InMemoryContextService (in Phileas.Services) is the default implementation. It stores all context maps in a thread-safe, in-process dictionary. The mappings are lost when the process exits.

var contextService = new InMemoryContextService();

This is the implementation used automatically by FilterService when no IContextService is supplied.

Usage

Using the default (in-memory) context service

var policy = new Policy
{
    Name = "my-policy",
    Identifiers = new Identifiers
    {
        Ssn = new Ssn()
    }
};

// RANDOM_REPLACE strategy is set on the policy filter strategy.
// FilterService defaults to InMemoryContextService.
var result = new FilterService().Filter(
    policy,
    context: "patient-123",
    piece: 0,
    input: "SSN: 123-45-6789"
);

Supplying a custom context service

IContextService myContextService = new MyDatabaseContextService(connectionString);

var result = new FilterService().Filter(
    policy,
    context: "patient-123",
    piece: 0,
    input: "SSN: 123-45-6789",
    contextService: myContextService
);

Using RANDOM_REPLACE directly on a filter strategy

This uses the runtime strategy types (in Phileas.Filters.*), which carry the ContextService. The policy-level strategy types (in Phileas.Policy.Filters.Strategies) do not — FilterService wires the context service onto the runtime strategies for you.

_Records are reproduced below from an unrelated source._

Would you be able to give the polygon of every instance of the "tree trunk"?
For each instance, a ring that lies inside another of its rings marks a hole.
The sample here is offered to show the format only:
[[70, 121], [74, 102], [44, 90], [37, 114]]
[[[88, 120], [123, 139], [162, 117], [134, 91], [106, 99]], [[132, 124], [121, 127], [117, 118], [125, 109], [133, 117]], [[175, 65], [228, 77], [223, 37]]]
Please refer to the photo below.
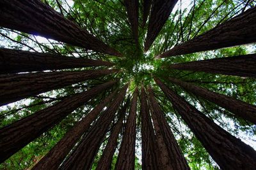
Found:
[[110, 81], [86, 92], [65, 98], [50, 107], [1, 129], [0, 162], [47, 131], [74, 110], [116, 83], [116, 81]]
[[113, 65], [81, 57], [0, 48], [0, 74]]
[[116, 71], [105, 69], [3, 74], [0, 76], [0, 106]]
[[256, 53], [178, 63], [170, 68], [256, 78]]
[[141, 86], [140, 115], [141, 116], [142, 169], [161, 169], [159, 148], [149, 114], [147, 94]]
[[236, 116], [256, 124], [256, 106], [236, 99], [233, 97], [211, 92], [206, 89], [194, 85], [193, 83], [180, 80], [169, 78], [169, 80], [183, 87], [185, 90], [215, 103], [234, 113]]
[[115, 169], [134, 169], [138, 87], [133, 93], [125, 132]]
[[255, 169], [256, 152], [165, 86], [156, 82], [221, 169]]
[[152, 1], [148, 28], [145, 43], [144, 51], [147, 52], [157, 38], [168, 20], [178, 0]]
[[256, 42], [256, 7], [162, 53], [163, 58]]
[[159, 149], [166, 149], [163, 152], [166, 152], [167, 154], [164, 155], [168, 157], [163, 159], [166, 160], [163, 162], [163, 169], [190, 169], [150, 87], [148, 92], [156, 133], [157, 138], [163, 138], [159, 140], [163, 141], [159, 146], [164, 145], [164, 147], [160, 146]]
[[1, 27], [40, 35], [96, 52], [121, 55], [40, 0], [1, 0], [0, 11]]

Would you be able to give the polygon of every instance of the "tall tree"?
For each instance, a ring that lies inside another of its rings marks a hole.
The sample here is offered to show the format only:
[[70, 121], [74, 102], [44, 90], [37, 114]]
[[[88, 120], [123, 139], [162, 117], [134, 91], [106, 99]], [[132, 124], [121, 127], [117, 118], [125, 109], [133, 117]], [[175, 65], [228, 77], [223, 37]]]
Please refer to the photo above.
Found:
[[155, 81], [221, 169], [255, 169], [256, 152], [251, 146], [216, 124], [159, 79]]
[[1, 129], [0, 162], [60, 122], [74, 110], [116, 83], [116, 80], [110, 81], [86, 92], [65, 98], [50, 107]]

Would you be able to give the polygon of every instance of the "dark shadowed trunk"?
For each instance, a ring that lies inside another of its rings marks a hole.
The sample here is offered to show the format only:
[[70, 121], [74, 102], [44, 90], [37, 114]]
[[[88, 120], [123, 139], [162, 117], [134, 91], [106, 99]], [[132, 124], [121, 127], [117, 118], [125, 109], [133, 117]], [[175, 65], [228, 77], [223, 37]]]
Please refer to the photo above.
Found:
[[159, 80], [156, 82], [221, 169], [255, 169], [256, 152], [216, 124]]

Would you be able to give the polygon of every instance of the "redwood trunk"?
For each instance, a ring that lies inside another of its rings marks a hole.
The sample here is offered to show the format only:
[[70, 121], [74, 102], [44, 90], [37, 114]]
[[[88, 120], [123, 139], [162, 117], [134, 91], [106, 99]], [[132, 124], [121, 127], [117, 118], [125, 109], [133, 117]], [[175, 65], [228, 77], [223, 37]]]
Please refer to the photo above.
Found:
[[0, 162], [3, 162], [29, 142], [60, 122], [78, 107], [100, 92], [113, 86], [111, 81], [84, 92], [65, 98], [56, 104], [37, 111], [0, 129]]
[[255, 169], [256, 152], [165, 86], [156, 82], [221, 169]]
[[159, 57], [211, 50], [256, 42], [256, 7], [234, 17], [202, 35], [176, 46]]

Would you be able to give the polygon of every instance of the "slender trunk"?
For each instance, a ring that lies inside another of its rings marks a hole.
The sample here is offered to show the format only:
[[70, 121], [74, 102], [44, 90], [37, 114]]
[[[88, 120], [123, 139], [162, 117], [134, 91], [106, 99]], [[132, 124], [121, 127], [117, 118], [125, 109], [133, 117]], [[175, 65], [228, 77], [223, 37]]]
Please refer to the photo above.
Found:
[[196, 137], [221, 169], [255, 169], [256, 152], [216, 124], [155, 78]]
[[168, 20], [177, 1], [178, 0], [152, 1], [144, 51], [148, 50]]
[[128, 85], [126, 85], [116, 98], [109, 104], [90, 132], [85, 135], [77, 146], [62, 164], [60, 169], [91, 169], [93, 159], [100, 146], [112, 120], [124, 100]]
[[160, 141], [163, 141], [163, 143], [161, 142], [160, 146], [164, 145], [164, 147], [159, 148], [166, 150], [166, 155], [168, 157], [163, 159], [166, 159], [166, 162], [162, 164], [163, 169], [190, 169], [150, 87], [148, 88], [148, 92], [156, 135], [158, 138], [163, 138]]
[[113, 65], [107, 61], [0, 48], [0, 74]]
[[119, 149], [115, 169], [134, 169], [138, 87], [133, 93], [125, 132]]
[[256, 7], [162, 53], [163, 58], [256, 42]]
[[256, 53], [178, 63], [170, 68], [256, 78]]
[[180, 80], [169, 78], [174, 83], [181, 86], [185, 90], [194, 94], [216, 103], [220, 106], [234, 113], [236, 116], [256, 124], [256, 106], [249, 103], [236, 99], [233, 97], [211, 92], [206, 89], [194, 85], [193, 83]]
[[0, 106], [116, 71], [104, 69], [3, 74], [0, 76]]
[[84, 92], [65, 98], [49, 108], [1, 129], [0, 162], [47, 131], [74, 110], [116, 83], [116, 81], [110, 81]]
[[118, 52], [63, 18], [40, 0], [1, 0], [0, 11], [1, 27], [120, 56]]

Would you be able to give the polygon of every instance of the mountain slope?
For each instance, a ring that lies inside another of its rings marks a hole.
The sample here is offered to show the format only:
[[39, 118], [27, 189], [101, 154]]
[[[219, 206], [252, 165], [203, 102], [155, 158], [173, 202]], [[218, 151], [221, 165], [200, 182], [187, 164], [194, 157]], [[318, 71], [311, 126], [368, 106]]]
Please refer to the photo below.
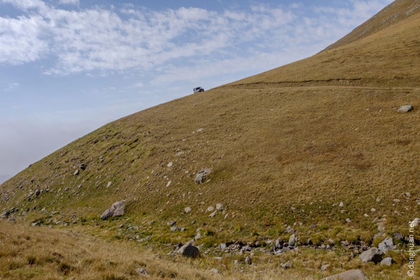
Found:
[[[372, 244], [374, 218], [389, 233], [407, 234], [420, 197], [419, 26], [416, 13], [307, 59], [108, 124], [2, 184], [0, 208], [50, 225], [74, 214], [105, 227], [101, 214], [126, 200], [139, 235], [176, 244], [205, 227], [206, 246], [288, 239], [284, 229], [293, 225], [302, 242]], [[406, 104], [416, 109], [398, 113]], [[212, 169], [209, 181], [195, 185], [203, 168]], [[216, 203], [223, 213], [209, 218]], [[169, 220], [186, 230], [172, 232]]]
[[341, 47], [232, 83], [416, 87], [420, 13]]

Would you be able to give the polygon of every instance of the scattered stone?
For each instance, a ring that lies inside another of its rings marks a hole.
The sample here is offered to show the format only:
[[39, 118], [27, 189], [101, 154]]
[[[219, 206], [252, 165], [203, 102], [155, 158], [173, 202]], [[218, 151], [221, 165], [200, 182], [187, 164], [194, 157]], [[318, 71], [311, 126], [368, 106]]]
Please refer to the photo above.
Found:
[[412, 227], [416, 227], [419, 226], [419, 225], [420, 224], [420, 218], [416, 218], [415, 219], [414, 219], [411, 223], [410, 223], [410, 227], [412, 226]]
[[197, 175], [194, 177], [194, 182], [196, 184], [200, 184], [206, 181], [209, 174], [211, 173], [211, 168], [205, 168], [197, 172]]
[[148, 272], [144, 268], [138, 268], [136, 271], [139, 275], [148, 275]]
[[171, 230], [173, 232], [181, 231], [181, 227], [174, 225], [173, 227], [171, 227]]
[[118, 217], [124, 215], [124, 206], [125, 206], [125, 201], [120, 201], [115, 202], [111, 205], [110, 208], [105, 210], [105, 211], [101, 215], [102, 220], [107, 220], [111, 217]]
[[393, 233], [392, 237], [397, 241], [404, 240], [404, 234], [400, 232]]
[[414, 107], [412, 105], [404, 105], [398, 108], [398, 112], [400, 113], [408, 113], [413, 111]]
[[284, 230], [285, 233], [295, 233], [295, 230], [292, 228], [290, 225], [288, 225], [286, 230]]
[[322, 280], [369, 280], [369, 278], [360, 270], [351, 270], [329, 276]]
[[296, 236], [295, 235], [295, 234], [293, 234], [289, 237], [288, 246], [290, 247], [293, 247], [293, 246], [295, 246], [295, 242], [296, 242]]
[[395, 261], [393, 260], [393, 259], [392, 258], [385, 258], [384, 260], [382, 260], [381, 261], [381, 265], [386, 265], [386, 266], [390, 267], [394, 262], [395, 262]]
[[226, 248], [226, 244], [225, 243], [220, 243], [219, 244], [219, 250], [220, 251], [223, 251]]
[[211, 270], [210, 270], [210, 272], [214, 273], [216, 274], [220, 274], [220, 272], [218, 270], [216, 270], [216, 268], [212, 268]]
[[287, 262], [281, 265], [281, 267], [283, 267], [285, 270], [289, 270], [289, 269], [292, 268], [292, 267], [293, 267], [292, 262], [290, 262], [290, 260], [288, 260]]
[[209, 215], [209, 218], [214, 218], [216, 214], [217, 214], [217, 210], [216, 210], [214, 212], [213, 212], [210, 215]]
[[382, 260], [383, 255], [384, 252], [377, 248], [372, 248], [362, 253], [359, 258], [363, 262], [374, 262], [377, 263]]
[[198, 248], [189, 244], [181, 247], [178, 253], [187, 258], [196, 258], [200, 256]]
[[379, 243], [379, 244], [378, 245], [378, 248], [382, 252], [386, 253], [388, 251], [395, 250], [396, 247], [393, 244], [393, 241], [392, 240], [392, 238], [386, 237], [384, 239], [383, 241]]
[[324, 272], [324, 271], [327, 270], [328, 269], [328, 267], [330, 267], [330, 264], [323, 265], [322, 267], [321, 267], [321, 271]]
[[385, 223], [384, 223], [384, 222], [378, 223], [377, 228], [378, 228], [378, 230], [379, 231], [379, 232], [384, 232], [385, 230], [386, 229], [386, 227], [385, 226]]
[[7, 218], [9, 216], [9, 215], [10, 214], [10, 212], [9, 212], [8, 211], [4, 211], [3, 213], [1, 214], [1, 218]]

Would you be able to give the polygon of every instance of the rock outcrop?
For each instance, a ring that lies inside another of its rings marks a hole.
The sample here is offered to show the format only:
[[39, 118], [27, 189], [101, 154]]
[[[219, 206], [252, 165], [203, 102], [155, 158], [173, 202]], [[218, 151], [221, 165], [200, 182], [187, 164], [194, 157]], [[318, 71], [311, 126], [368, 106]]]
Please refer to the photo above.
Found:
[[101, 218], [102, 220], [108, 220], [111, 217], [113, 218], [124, 215], [125, 206], [125, 201], [115, 202], [111, 207], [105, 210], [102, 215], [101, 215]]

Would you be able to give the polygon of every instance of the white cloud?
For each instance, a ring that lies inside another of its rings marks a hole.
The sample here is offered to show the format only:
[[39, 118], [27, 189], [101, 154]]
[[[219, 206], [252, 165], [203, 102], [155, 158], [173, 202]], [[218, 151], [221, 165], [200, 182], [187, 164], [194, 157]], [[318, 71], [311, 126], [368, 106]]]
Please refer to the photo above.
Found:
[[[99, 6], [67, 10], [41, 0], [0, 0], [24, 13], [0, 18], [0, 63], [48, 57], [53, 66], [47, 74], [134, 70], [140, 75], [155, 72], [161, 75], [159, 80], [174, 75], [168, 70], [171, 65], [196, 69], [198, 59], [216, 64], [255, 60], [260, 53], [276, 57], [286, 49], [293, 52], [293, 46], [311, 49], [320, 42], [332, 43], [389, 1], [350, 0], [348, 8], [318, 7], [316, 15], [302, 18], [296, 5], [223, 12], [197, 8], [153, 11], [133, 5], [120, 10]], [[295, 57], [291, 55], [284, 52]]]
[[78, 5], [79, 0], [59, 0], [59, 3], [69, 5]]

using Phileas.Filters;                  // runtime AbstractFilterStrategy
using Phileas.Filters.Strategies.Rules; // runtime SsnFilterStrategy
using Phileas.Services;                 // InMemoryContextService

var contextService = new InMemoryContextService();

var strategy = new SsnFilterStrategy
{
    Strategy = AbstractFilterStrategy.RandomReplace,
    ReplacementScope = AbstractFilterStrategy.ReplacementScopeContext,  // "CONTEXT"
    ContextService = contextService
};

How It Works

  1. The RANDOM_REPLACE branch in StandardFilterStrategy calls GetOrCreateRandomReplacement(context, token).
  2. If ReplacementScope is "CONTEXT" and a ContextService is set, the method calls ContextService.Get(context, token).
  3. Hit: the previously stored replacement is returned unchanged.
  4. Miss: a new replacement is generated (a realistic fake value via the anonymization service, or a GUID when none is wired in), stored via ContextService.Put(context, token, replacement), and returned.
  5. Otherwise (the default "DOCUMENT" scope, or no ContextService), a fresh replacement is generated for every occurrence and the context service is not consulted.

Implementing a Custom Context Service

To share replacement values across processes or persist them between runs, implement IContextService:

public class RedisContextService : IContextService
{
    private readonly IDatabase _db;

    public RedisContextService(IDatabase redisDatabase)
    {
        _db = redisDatabase;
    }

    public string? Get(string contextName, string token)
    {
        var value = _db.HashGet(contextName, token);
        return value.IsNull ? null : (string?)value;
    }

    public void Put(string contextName, string token, string replacement)
    {
        _db.HashSet(contextName, token, replacement);
    }
}

Pass an instance of your implementation to FilterService.Filter via the contextService parameter.